Fig. 1.Comparison between patients with exertional heat injury (EHI) and subjects performing similar exercise for number (#/μl) and percentage (value in parentheses) of CD3 lymphocytes (A), CD4 helper lymphocytes (B), CD8 suppressor lymphocytes (C), CD56 natural killer lymphocytes (D), and CD4 helper-to-CD8 suppressor ratio (E). Pre, sample collected before E; time 0, end of E or onset of EHI; 2 or 24 h post, time after E or EHI.

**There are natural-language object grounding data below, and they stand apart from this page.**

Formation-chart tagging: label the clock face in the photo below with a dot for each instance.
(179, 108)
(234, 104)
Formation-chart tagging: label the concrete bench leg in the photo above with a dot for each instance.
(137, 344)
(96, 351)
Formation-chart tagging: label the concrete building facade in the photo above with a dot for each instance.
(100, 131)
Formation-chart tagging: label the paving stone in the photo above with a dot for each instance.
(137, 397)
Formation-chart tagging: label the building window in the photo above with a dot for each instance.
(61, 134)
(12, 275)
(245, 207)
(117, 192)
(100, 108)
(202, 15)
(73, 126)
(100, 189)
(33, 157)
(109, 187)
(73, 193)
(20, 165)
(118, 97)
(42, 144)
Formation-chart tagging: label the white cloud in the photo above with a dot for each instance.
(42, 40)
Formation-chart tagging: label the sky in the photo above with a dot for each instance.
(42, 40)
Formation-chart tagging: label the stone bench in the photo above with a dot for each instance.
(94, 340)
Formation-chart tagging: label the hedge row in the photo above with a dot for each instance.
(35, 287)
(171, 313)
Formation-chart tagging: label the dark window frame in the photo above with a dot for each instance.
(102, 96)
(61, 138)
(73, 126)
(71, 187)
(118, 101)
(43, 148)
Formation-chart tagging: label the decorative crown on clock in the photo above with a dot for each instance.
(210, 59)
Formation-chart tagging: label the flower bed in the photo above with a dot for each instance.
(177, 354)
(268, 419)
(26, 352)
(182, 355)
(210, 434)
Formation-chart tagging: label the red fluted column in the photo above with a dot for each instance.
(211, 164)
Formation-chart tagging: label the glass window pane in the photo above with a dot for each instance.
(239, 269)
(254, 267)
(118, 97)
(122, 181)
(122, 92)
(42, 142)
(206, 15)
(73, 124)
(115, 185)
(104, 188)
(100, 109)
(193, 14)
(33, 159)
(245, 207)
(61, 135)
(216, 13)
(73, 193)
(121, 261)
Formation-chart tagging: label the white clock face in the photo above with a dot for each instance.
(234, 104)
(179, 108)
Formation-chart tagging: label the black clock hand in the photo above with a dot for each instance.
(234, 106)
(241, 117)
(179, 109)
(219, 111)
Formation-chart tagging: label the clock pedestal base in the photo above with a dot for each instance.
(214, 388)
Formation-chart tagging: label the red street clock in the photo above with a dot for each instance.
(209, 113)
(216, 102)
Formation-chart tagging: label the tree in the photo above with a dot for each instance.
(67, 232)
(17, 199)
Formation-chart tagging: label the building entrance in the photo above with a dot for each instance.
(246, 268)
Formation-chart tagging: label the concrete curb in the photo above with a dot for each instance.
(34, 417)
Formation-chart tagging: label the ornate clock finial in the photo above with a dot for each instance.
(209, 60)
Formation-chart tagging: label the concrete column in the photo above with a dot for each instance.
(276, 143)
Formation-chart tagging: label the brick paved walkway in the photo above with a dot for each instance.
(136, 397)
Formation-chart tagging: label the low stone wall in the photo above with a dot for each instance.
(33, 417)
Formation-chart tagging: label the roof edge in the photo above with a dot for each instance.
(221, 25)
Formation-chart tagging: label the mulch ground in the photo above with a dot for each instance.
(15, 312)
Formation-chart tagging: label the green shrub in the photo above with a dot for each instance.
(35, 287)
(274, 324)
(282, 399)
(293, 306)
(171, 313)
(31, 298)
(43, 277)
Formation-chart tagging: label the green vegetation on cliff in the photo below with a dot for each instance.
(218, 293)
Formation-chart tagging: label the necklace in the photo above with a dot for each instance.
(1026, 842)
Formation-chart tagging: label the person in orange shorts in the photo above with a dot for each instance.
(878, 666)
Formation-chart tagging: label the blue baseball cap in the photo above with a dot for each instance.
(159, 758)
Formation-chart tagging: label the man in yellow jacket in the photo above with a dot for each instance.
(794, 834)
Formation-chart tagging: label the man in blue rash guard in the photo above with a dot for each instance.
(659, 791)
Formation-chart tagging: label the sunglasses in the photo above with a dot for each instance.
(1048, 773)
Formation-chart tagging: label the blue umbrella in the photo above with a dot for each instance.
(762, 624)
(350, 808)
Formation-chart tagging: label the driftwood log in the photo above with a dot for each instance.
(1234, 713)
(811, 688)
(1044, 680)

Background values (0 μg/ml PHA) for percent CD69 expression by CD4 lymphocytes were low (Fig. 2A). For CD8 lymphocytes, background CD69 was significantly higher for EHI time 0 than pre-E (Fig. 2B). Exercise also influenced CD8 background CD69 expression, as revealed by the significant elevation between pre-E and E time 0. After exposure to 10 μg/ml PHA, pre-E CD4 and CD8 percent CD69 expression were greatly elevated, but after exercise (E time 0) the capacity of CD4 lymphocytes to respond to PHA was significantly reduced. Responses of CD4 and CD8 lymphocytes from EHI patients to the same PHA concentration were significantly suppressed compared with pre-E and all post-E sample times. With a stronger PHA stimulus (20 μg/ml), EHI CD4 and CD8 lymphocytes showed enhanced percent CD69 expression, but this enhancement was still significantly less than that shown by E controls at all sample times. As with 10 μg/ml, stimulation with 20 μg/ml PHA revealed a significant reduction in percent CD69 expression for CD4 at E time 0 compared with pre-E. The responses of CD56 (Fig. 2C) lymphocytes to PHA stimulation were qualitatively similar to those of CD4 and CD8 lymphocytes, except E and EHI lymphocytes were not significantly different at time 0, and the response of this lymphocyte subset to stimulation with 20 μg/ml PHA did not differ between E and EHI. In addition, EHI time 0 CD56 lymphocytes had high background CD69 levels that were significantly elevated compared with pre-E.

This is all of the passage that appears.